Current Exhibition

Thanks for Sharing

Curated by Jen López.

I, like most Americans am inundated with sharing. It takes seconds to share. For better or worse, my networks generate the vast majority of the visual, political and cultural content I see. The artists in this collection of videos were selected because for years I have admired their work and their sensibility has influenced me in some way and what they care to share consistently displays one of two qualities that I prefer to see: Poetics and Things that Make Me Laugh.

To the artists: The world can be a bitter and disappointing place some days, but you guys surprise me, remind me, teach me, inspire me and crack me up! Thank you for your contributions to this project. Thanks for sharing.

Jen López lives in Chicago, Illinois and completed her MFA in Fiber and Material Studies from The School of The Art Institute of Chicago in 2004. She is a recovering academic, makes art for pleasure, curates for fun and the majority of the time is a champion of artisan cheese.

Upcoming

Ken Castelli: Dispatches from a Doomed Future

Ken Castelli moved to Tangier Island, Virginia five years ago as the inaugural Artist in Residence at the Tangier History Museum. After three years of building exhibits and learning the local dialect (an accent, much like most Tangiermen eccentricities, wholly unique to the island), he decided to make Tangier his home. But this home is disintegrating, bit by bit, chewed away by winds and tides. Tides that swell and surge through the town, unearthing the dead, encroaching on homes, and drowning the marsh.
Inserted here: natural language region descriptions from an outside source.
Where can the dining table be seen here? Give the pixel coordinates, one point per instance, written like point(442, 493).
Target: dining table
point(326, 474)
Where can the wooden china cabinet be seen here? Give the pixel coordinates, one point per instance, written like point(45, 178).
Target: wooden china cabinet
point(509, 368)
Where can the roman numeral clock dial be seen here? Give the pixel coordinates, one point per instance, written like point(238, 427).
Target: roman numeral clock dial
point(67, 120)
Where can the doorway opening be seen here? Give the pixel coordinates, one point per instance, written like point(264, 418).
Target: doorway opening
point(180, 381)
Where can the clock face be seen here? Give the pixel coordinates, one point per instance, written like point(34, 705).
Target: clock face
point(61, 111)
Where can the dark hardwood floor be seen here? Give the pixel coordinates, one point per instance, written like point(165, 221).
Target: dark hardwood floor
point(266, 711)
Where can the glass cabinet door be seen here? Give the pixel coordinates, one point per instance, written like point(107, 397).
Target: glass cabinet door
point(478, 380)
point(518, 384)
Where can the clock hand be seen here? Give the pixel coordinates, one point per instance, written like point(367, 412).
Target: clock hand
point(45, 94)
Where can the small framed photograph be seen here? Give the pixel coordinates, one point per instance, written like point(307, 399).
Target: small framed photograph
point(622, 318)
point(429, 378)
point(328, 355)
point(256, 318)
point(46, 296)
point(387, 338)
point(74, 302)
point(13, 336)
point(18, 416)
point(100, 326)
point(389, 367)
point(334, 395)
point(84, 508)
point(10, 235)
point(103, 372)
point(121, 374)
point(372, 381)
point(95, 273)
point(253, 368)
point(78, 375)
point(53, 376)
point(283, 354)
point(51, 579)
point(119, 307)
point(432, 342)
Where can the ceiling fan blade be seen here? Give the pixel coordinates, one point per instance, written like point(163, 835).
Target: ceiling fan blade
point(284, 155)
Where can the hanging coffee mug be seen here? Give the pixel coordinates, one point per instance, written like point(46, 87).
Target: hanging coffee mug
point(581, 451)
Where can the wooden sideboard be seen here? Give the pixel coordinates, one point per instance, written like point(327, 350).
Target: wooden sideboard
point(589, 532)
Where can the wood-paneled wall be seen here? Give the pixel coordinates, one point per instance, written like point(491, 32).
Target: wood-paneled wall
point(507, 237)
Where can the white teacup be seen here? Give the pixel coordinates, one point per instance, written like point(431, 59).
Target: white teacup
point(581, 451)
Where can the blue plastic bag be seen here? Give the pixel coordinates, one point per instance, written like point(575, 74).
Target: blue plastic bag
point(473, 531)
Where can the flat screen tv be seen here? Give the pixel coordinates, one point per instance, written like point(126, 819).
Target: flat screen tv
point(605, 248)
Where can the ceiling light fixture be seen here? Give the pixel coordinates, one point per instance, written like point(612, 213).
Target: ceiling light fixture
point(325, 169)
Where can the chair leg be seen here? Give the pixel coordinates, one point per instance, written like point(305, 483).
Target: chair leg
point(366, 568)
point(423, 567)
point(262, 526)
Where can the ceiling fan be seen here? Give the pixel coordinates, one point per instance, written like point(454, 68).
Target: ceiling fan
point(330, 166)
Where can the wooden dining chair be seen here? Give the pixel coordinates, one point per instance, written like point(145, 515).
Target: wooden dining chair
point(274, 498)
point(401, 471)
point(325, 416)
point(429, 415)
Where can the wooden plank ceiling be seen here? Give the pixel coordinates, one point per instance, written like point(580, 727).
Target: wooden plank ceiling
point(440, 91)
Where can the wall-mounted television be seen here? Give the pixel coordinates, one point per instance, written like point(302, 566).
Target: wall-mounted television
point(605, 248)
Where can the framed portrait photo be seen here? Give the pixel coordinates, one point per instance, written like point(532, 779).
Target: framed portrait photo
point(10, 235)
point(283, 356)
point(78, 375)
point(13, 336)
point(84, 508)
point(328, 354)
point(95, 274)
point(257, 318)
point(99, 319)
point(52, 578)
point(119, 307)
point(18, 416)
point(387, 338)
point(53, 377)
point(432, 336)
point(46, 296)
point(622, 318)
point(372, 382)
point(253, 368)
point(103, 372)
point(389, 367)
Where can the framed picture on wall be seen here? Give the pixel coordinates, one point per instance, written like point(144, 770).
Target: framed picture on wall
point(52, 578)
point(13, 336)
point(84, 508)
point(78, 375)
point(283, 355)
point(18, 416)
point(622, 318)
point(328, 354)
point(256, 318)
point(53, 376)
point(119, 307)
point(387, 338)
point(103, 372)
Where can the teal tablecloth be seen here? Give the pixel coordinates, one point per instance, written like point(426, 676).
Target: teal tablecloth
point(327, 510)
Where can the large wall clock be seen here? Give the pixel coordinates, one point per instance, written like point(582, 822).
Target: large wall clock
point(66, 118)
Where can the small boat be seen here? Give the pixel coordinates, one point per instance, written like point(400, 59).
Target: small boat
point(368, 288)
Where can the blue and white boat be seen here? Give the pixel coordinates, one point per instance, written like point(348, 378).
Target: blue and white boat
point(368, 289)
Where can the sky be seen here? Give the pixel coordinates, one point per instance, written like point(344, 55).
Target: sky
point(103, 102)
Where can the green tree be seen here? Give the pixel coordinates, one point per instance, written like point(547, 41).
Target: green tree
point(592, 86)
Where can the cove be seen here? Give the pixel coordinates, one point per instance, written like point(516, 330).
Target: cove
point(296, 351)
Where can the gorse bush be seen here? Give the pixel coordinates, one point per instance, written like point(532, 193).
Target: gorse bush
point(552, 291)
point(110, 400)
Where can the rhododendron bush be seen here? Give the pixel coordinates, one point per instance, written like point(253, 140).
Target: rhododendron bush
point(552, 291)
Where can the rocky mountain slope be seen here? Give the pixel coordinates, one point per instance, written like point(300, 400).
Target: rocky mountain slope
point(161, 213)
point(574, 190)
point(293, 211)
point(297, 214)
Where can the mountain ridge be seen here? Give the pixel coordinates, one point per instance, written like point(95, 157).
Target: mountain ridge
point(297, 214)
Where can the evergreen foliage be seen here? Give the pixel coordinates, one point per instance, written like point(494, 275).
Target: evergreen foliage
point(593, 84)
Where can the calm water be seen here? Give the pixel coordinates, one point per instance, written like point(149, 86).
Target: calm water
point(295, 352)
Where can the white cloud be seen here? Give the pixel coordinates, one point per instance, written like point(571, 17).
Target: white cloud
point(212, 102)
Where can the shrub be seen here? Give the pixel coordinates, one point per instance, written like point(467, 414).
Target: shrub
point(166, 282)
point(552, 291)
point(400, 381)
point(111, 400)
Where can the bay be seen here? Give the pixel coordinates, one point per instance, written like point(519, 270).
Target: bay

In this exhibition, Castelli, whose larger body of work documents the landscape and lifestyle of Tangier and the Eastern Shore/DelMarVa Peninsula region of the United States, sketches out vignettes of the inevitable. Abandoned by local politicians and put on hold by scientists and studies, the people of Tangier stand on land that is ever sinking and shrinking, waiting for the water to reach their necks. This series of drawings is both a warning and a dirge. The rhythm of Castelli's linework rings out a threnody for a piece of American history. This tiny world speaks to the universality of our entropy.